オフィスのデスクより、
家を買うにあたって、契約の時に決めなければいけないことがあります。
それが契約の当事者です。つまり不動産の登記に誰の持ち分を入れるかどうか。
住宅購入にあたり「頭金は奥さんの口座から払ったけど、住宅ローンや家の名義はすべてご主人名義」というようなケースはよくあります。
今日はお金と持分のことで気を付けたいポイントについて説明したいと思います。
夫婦間でも贈与になることがある
普通の考え方からいけば、家計の財布は基本一つで、口座の名義とかあまり関係ないんじゃない?とお考えの方もいらっしゃいますが、支払ったお金が入っていた口座と、その内容によっては夫婦間でも贈与と見なされることがあります。
例えば3000万円の住宅を購入するケースで、頭金を奥さんの口座から支払って、残りをご主人単名で住宅ローンを借りる。そして登記の名義人をご主人単名にした時。
この時は、奥さんからご主人へ300万円の贈与があったとみなされる場合があります。
実際の税額は300万円から基礎控除の110万円を引いた190万円が贈与税の対象になります。
なので贈与と見なされる可能性が高い場合は、登記の持分を
ご主人:奥様=2,700万円:300万円⇒9:1 の割合で登記をするこのが正解になります。実際は諸費用も含めます。
贈与になる時とならない時
ただ奥様の名義の口座から出したお金がすべて贈与となるわけではありません。
実際ご主人に給与が振りこまれて、家計のやり繰りをする奥様の口座に振り込むということはあります。
こういった「夫婦や親子、兄弟姉妹などの扶養家族の生活費や教育費に充てるために取得した財産で、通常必要と認められるもの」は贈与税が課されないという非課税規定があります。
奥さまの名義の口座であっても、お金の元がご主人に由来するものであれば非課税になります。
奥さまが専業主婦の方だったりする場合は、この規定が適用される可能性が高いため、特段問題にはならないと思います。
しかし共働きであったり、結婚したての場合は、この規定が適用される根拠に乏しいこともあり、課税の対象になる可能性があります。
また専業主婦の方であっても、結婚前に貯めたお金や相続やその他、奥様固有の収入を利用する場合は、贈与の対象になる可能性が高いです。
担当者に事前に伝えておく
もし住宅購入をする上で具体的になったら、この辺りの事情を担当者や、司法書士などに相談したほうがいいと思います。

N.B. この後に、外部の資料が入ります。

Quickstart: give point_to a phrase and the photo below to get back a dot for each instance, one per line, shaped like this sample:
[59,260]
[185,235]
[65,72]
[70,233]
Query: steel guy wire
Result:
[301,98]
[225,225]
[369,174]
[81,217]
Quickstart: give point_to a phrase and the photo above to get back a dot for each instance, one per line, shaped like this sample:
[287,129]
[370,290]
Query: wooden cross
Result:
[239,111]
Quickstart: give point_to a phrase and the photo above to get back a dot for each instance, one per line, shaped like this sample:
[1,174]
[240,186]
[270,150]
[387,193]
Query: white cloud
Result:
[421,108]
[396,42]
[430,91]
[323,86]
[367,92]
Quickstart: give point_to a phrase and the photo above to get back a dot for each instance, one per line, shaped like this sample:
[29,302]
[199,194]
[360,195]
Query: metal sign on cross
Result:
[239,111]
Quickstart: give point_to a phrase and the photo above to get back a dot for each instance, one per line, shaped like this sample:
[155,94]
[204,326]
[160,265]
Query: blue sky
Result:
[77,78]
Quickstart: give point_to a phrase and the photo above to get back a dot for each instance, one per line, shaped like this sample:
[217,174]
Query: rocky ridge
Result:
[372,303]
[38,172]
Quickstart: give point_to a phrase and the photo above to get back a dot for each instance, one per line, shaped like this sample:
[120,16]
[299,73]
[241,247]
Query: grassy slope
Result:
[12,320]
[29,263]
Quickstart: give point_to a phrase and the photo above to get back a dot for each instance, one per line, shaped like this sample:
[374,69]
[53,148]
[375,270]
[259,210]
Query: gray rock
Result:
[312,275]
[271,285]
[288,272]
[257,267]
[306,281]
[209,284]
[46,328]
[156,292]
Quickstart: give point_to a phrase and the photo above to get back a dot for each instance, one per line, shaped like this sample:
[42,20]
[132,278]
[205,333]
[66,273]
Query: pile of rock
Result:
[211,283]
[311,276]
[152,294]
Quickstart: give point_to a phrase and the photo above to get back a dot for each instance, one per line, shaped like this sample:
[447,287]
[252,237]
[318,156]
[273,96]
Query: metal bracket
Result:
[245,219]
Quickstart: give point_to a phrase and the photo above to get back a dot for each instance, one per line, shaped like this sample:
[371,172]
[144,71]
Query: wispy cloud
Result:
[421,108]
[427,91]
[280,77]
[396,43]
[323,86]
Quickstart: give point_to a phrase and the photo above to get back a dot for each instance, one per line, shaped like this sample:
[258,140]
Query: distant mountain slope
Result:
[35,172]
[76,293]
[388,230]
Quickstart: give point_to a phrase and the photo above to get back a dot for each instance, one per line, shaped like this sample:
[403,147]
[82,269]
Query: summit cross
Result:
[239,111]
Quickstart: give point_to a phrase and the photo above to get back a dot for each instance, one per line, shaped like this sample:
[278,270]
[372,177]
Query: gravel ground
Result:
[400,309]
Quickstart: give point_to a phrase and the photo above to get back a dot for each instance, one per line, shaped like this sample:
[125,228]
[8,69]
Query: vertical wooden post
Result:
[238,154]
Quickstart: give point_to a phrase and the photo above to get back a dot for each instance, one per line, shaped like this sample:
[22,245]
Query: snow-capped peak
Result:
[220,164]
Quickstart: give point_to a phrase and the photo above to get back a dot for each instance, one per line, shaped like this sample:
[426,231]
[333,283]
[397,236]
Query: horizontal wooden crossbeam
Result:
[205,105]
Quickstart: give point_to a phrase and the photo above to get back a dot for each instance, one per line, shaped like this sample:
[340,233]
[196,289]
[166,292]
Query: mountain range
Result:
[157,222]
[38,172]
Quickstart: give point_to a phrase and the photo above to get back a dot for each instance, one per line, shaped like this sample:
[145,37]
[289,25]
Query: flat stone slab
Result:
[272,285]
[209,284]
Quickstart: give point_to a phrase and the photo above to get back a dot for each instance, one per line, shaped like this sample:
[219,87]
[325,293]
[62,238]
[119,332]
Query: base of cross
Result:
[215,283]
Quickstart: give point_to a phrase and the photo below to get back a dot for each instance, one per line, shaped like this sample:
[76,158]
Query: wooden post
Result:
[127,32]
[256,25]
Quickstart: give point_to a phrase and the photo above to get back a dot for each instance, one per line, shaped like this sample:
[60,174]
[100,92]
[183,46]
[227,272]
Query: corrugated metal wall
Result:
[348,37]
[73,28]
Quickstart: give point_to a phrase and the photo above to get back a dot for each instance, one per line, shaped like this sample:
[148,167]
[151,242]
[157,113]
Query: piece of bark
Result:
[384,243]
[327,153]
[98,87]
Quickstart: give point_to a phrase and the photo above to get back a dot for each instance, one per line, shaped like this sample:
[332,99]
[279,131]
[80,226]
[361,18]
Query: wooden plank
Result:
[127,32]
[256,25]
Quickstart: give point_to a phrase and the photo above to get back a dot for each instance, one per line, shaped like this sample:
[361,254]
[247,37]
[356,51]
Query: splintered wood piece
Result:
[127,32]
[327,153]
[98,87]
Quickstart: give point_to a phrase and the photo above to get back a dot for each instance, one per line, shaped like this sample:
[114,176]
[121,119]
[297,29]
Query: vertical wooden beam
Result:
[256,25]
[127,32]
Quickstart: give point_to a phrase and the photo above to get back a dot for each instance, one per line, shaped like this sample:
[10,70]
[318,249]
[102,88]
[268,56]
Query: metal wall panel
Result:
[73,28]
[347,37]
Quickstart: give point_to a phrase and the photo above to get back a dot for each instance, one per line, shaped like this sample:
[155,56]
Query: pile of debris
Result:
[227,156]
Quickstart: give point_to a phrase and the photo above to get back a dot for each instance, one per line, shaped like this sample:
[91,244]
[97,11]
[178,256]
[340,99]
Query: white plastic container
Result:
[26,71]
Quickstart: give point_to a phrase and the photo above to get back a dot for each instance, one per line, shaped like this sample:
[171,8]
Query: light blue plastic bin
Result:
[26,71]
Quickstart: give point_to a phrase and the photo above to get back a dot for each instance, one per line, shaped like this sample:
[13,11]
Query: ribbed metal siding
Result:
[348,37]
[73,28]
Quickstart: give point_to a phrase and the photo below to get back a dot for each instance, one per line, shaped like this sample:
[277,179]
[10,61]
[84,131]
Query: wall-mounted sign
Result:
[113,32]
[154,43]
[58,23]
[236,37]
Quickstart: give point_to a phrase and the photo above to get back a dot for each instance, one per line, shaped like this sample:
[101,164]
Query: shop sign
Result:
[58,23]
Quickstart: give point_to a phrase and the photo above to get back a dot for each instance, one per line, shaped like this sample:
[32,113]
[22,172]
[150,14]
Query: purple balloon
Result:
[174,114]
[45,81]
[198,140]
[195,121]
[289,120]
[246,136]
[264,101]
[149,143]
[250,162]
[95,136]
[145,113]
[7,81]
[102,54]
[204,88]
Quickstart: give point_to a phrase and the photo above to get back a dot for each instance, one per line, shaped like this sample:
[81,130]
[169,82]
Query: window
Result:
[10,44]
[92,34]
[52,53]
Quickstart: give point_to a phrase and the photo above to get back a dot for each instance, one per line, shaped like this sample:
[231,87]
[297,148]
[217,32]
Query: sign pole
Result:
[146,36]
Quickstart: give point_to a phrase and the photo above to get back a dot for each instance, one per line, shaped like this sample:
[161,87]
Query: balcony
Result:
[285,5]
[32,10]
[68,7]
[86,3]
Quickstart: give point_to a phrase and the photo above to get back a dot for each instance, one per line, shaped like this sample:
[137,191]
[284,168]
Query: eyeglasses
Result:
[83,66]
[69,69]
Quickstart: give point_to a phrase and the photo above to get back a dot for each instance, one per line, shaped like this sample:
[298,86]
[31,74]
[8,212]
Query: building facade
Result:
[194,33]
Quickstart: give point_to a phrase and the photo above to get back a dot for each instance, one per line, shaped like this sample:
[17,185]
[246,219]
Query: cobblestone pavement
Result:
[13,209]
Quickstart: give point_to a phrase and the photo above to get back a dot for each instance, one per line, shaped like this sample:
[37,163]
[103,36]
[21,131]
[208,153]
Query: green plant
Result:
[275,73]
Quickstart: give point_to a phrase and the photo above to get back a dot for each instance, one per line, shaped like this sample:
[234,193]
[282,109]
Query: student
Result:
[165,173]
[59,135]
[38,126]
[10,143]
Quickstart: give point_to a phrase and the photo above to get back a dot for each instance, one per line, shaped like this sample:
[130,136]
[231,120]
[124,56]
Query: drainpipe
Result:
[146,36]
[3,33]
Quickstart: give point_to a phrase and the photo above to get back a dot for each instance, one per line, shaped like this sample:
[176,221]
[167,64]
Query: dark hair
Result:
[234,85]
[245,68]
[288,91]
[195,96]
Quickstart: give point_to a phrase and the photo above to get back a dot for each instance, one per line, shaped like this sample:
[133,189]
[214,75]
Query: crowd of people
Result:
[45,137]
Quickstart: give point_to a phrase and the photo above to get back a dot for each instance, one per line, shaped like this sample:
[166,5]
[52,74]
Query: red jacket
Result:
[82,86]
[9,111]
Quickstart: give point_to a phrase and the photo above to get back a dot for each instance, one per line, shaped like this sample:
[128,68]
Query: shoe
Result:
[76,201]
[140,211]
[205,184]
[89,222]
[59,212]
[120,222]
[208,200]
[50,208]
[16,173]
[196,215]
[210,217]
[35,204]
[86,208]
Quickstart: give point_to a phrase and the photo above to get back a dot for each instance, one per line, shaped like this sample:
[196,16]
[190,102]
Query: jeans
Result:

よほど一般のご家庭に税務署が調査で入ることは考えにくいですが、これからはマイナンバーが口座に紐付く時代にもなりますし、この辺りのことはこれまで以上に気を付けておいたほうがいいと思います。
ちなみに例で挙げた方で、190万円に対して贈与税を支払いなさいとなった場合、税額は19万円になりますので侮れません。しかも贈与税は課税額が高くなればなるほど税額が高くなる累進課税になるので、金額が多くなる時は特に気を付けるようにしましょう。